I was led by this Tweet to have a peek at the Draft EU–UK Trade Cooperation Agreement and can confirm that on p. 931 (not p. 921), under ‘Protocols and Standards to be used for encryption mechanism: s/MIME and related packages’, there is this:
The underlying certificate used by the s/MIME mechanism has to be in compliance with X.509 standard. In order to ensure common standards and procedures with other Prüm applications, the processing rules for s/MIME encryption operations or to be applied under various Commercial Product of the Shelves (COTS) environments, are as follows:
– the sequence of the operations is: first encryption and then signing,
– the encryption algorithm AES (Advanced Encryption Standard) with 256 bit key length and RSA with 1024 bit key length shall be applied for symmetric and asymmetric encryption respectively,
– the hash algorithm SHA-1 shall be applied.
s/MIME functionality is built into the vast majority of modern e-mail software packages including Outlook, Mozilla Mail as well as Netscape Communicator 4.x and inter-operates among all major email software packages.

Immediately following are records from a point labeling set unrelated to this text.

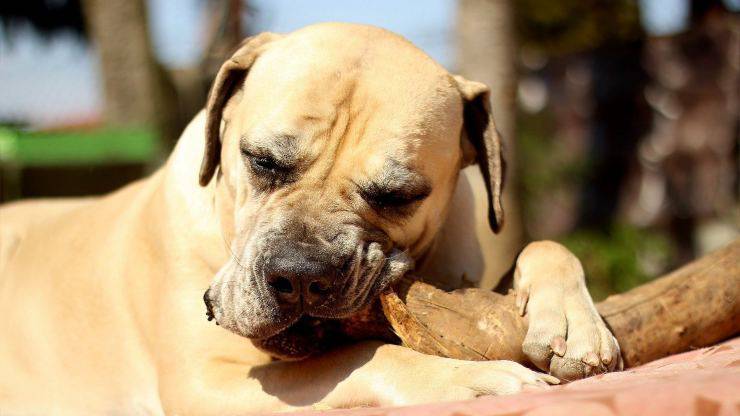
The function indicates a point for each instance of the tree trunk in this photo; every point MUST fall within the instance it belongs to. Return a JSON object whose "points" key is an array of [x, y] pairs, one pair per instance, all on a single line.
{"points": [[138, 92], [486, 44]]}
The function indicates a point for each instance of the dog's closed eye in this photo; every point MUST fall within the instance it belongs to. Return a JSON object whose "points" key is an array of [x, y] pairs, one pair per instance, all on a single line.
{"points": [[381, 198]]}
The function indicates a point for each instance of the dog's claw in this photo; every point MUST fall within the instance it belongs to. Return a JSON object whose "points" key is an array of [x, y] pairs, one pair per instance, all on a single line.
{"points": [[558, 346]]}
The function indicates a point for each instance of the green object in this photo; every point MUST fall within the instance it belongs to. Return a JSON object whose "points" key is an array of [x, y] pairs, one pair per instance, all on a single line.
{"points": [[79, 148]]}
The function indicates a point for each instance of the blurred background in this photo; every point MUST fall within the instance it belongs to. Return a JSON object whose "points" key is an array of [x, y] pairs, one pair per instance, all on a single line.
{"points": [[621, 118]]}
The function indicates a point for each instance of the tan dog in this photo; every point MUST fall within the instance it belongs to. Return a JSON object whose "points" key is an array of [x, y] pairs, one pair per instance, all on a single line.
{"points": [[329, 161]]}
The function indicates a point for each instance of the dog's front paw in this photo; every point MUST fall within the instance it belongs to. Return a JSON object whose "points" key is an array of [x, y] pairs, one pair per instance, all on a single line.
{"points": [[566, 335], [445, 379]]}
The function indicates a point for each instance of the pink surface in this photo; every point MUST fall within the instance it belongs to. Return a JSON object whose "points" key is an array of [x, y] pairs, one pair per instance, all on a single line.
{"points": [[701, 382]]}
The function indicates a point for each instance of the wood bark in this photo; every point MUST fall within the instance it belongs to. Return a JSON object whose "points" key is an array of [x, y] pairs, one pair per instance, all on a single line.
{"points": [[695, 306]]}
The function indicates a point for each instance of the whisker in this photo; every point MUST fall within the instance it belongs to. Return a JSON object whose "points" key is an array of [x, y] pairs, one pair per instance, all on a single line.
{"points": [[231, 252]]}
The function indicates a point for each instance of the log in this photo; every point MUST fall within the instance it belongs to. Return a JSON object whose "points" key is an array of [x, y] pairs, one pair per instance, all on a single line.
{"points": [[695, 306]]}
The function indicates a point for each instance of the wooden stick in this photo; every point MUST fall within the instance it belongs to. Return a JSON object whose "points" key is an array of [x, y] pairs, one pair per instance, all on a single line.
{"points": [[695, 306]]}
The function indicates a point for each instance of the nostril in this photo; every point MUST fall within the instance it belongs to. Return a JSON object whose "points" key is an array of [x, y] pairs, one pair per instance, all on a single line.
{"points": [[282, 284], [318, 288]]}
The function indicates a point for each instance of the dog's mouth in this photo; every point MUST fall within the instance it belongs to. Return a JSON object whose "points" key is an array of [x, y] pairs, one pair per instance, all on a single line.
{"points": [[292, 329], [306, 337], [310, 336]]}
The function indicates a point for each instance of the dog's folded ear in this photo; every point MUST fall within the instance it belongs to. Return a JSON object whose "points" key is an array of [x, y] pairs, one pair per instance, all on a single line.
{"points": [[227, 81], [481, 143]]}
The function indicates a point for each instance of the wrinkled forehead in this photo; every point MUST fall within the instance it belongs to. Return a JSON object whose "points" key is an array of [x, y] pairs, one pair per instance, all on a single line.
{"points": [[365, 92]]}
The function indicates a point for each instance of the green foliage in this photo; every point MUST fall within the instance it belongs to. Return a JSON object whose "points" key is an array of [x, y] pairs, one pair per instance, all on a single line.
{"points": [[572, 26], [620, 259], [615, 260]]}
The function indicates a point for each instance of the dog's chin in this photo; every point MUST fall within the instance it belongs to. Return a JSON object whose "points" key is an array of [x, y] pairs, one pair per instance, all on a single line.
{"points": [[306, 337]]}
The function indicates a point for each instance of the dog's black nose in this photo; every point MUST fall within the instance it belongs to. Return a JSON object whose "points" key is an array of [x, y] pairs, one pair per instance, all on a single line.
{"points": [[209, 306], [293, 276]]}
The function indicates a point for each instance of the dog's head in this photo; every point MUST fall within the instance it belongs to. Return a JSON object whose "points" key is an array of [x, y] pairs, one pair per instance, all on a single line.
{"points": [[336, 150]]}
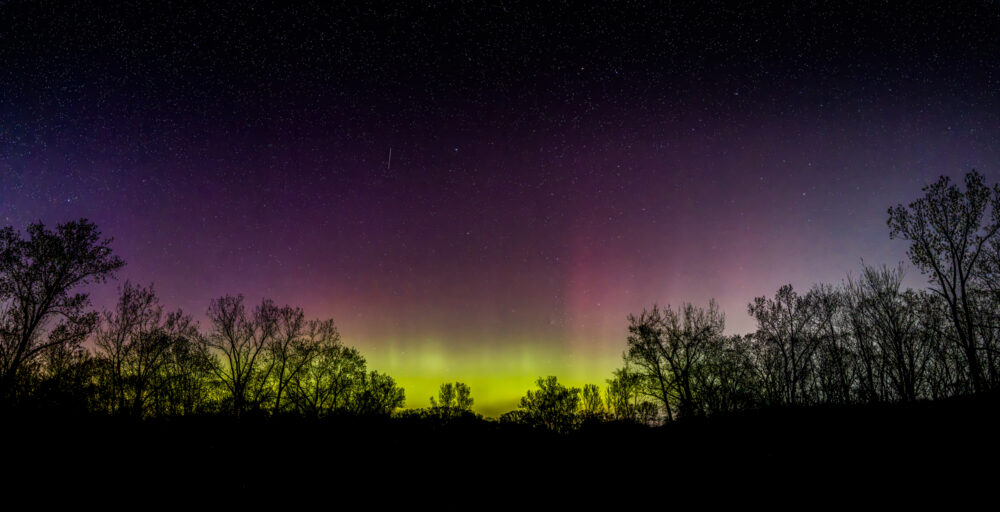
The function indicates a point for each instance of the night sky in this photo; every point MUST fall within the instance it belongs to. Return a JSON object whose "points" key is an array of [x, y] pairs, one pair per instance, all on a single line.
{"points": [[552, 169]]}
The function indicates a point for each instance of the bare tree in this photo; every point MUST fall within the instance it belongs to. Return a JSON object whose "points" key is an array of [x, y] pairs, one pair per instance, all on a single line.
{"points": [[787, 330], [132, 345], [669, 348], [948, 231], [240, 340], [453, 399], [37, 274]]}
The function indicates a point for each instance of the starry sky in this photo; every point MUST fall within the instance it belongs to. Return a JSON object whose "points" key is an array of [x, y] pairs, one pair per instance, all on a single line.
{"points": [[552, 169]]}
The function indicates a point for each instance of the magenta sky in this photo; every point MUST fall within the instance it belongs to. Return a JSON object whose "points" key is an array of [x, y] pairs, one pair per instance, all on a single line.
{"points": [[550, 172]]}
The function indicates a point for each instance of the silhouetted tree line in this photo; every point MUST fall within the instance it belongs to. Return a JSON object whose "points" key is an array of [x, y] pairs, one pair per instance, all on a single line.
{"points": [[867, 340], [149, 362]]}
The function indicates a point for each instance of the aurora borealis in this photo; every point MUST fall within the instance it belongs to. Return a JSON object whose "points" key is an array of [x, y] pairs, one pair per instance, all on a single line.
{"points": [[553, 169]]}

Two things have always puzzled me about the UK’s approach to getting some sort of a deal with the EU.
There are two Davids, Davis and Frost, no relation to the TV producer and TV host. As far as I can tell, despite knowing that the transition period would end on January 1, 2021, failed to do anything toward advancing a deal with the EU, so that the British people know there are new rules, but not what they are. The British taxpayer would be right to question just what their pounds have been doing.
If I may use an analogy: there’s an exam and the set date was given but no one has done any swotting. Messrs Davis and Frost haven’t even done the coursework and sat in the lectures and tutorials blankly.
The person who has done the least is Alexander Boris de Pfeffel Johnson, the British prime minister, who stumbled in to the exam room at the last minute without knowing the subject.
But never mind, sneaked into the room with his clobber is an earlier graduate’s paper! Surely he can plagiarize some of the answers out of that should the same questions arise!
I don’t know much about SHA-1 hash algorithms but the original Tweeter informs us that this had been ‘deprecated in 2011’ as insecure. However, I can cast my mind back to when ‘Netscape Communicator 4.x’ was my browser of choice, and that was 1998–2001. (I stuck with Netscape 4·7 for a long time, as 6 was too buggy, and in 2001 a friend gave me a copy of Internet Explorer 5, which I then used in Windows. This pre-dates this blog, hence Netscape is not even a tag here.)
This is a comedy–tragedy from the land of Shakespeare, and I wonder if it means that the British government is expecting things to get so bad that they will have to wind up using computer software from 20 years ago.
Or they just couldn’t be arsed over the last four years (yes, count ’em!) to do any real work, and hoped that no one would read the 1,259 pp. to find the mistakes.
To conclude, another bad analogy: it’s not really oven-ready despite all this time baking. However, it appears the ingredients aren’t as fresh as we were led to believe. The proof of the pudding will be in the eating.